13.
Three Tulips in a Boat

IMMEDIATELY AFTER returning home Tsune and Manjiro had to leave again. They knew perfectly well (said Masako) that they were expected to attend Keiko’s dance recital, which had been scheduled for months, and was to begin in the entertainment district at four that afternoon. Everyone had waited at the house, but if not for the fact that Keiko’s teacher, a retired geisha and dancer of the Fujima school, had already been told how many family members would attend, they would not have done so. Masako was adamant on her sister’s behalf. “I’m no admirer of Keiko, but even I understand the meaning of family obligations,” she said.

Fumiko was angry, too. It was true that she was exhausted from the difficult family dynamics of having both Manjiro and Tsune with them at the same time, as well as from constantly having to think about this impending trip back to Odawara, but she would have been angry anyway.
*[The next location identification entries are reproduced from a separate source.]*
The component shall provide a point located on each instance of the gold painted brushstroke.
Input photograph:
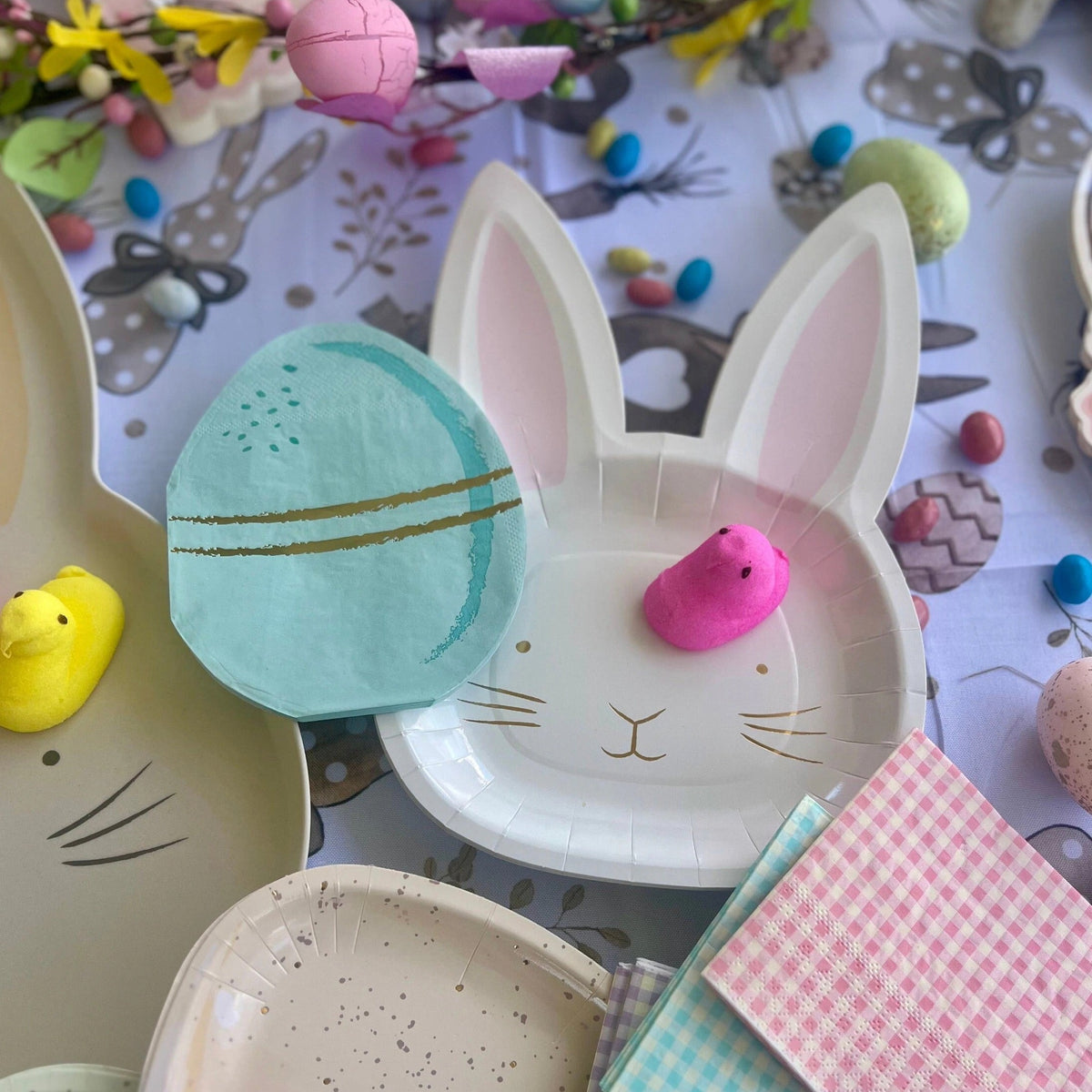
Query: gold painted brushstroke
(352, 508)
(352, 541)
(15, 413)
(490, 704)
(792, 713)
(774, 751)
(511, 693)
(784, 732)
She could forgive anything in those she loved except thoughtlessness, and though thoughdessness had been an occasional visitor to Tsune since childhood, she was worried now to see it rubbing off on Manjiro. If he was dedicated to one member of her family over the others it was to Keiko, and this was Keiko’s day!

Keiko herself tried not to show her disappointment, but she didn’t succeed very well, and once Lord Okubo saw the face of worry through her dance makeup, even he grumbled. Only Einosuke, who had waited all day to hear what had happened at the Barbarian Book Library, was easy on his brother and sister-in-law.
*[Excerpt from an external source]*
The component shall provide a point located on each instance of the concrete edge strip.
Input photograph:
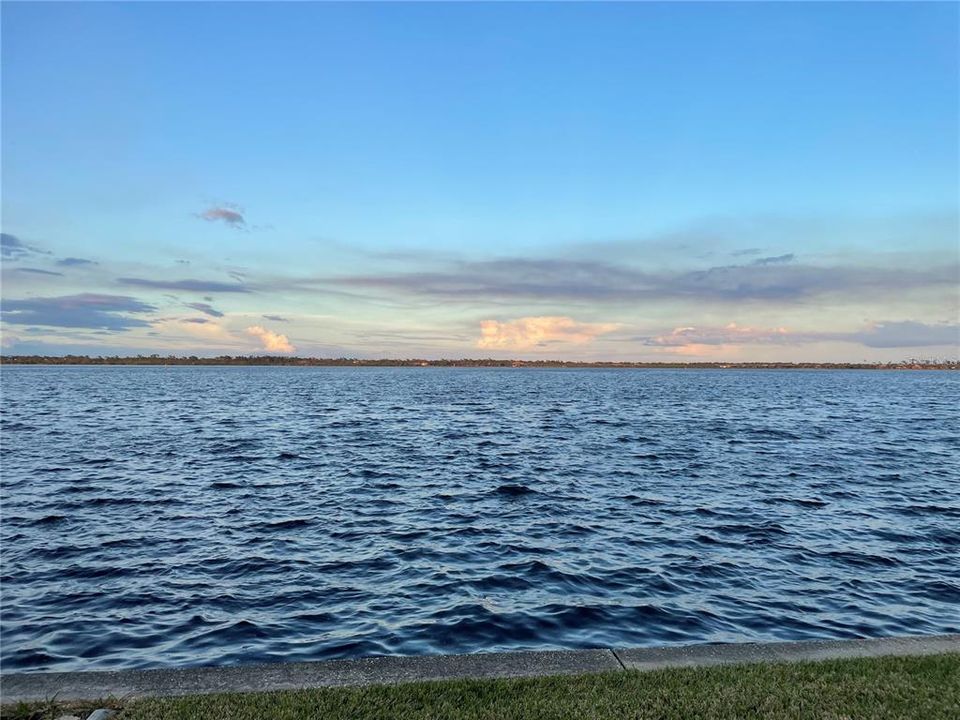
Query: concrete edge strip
(17, 687)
“You know these Edo crowds,” he told the others. “Sometimes it is hard to be on time.”

Four o’clock was the last hour that it was possible to schedule recitals in the entertainment district, for by six the geisha houses opened to their nighttime customers and the teaching geisha, who were almost always retired, had to be out of sight. It was a common belief among working geisha and their maiko apprentices that men did not like to see old faces among the younger ones any more than they liked viewing cherry blossoms the week after the first flush of beauty had spread across the trees. It was too reminiscent of life’s brevity, of the walker’s shadow passing by him as the sun sets on his walk.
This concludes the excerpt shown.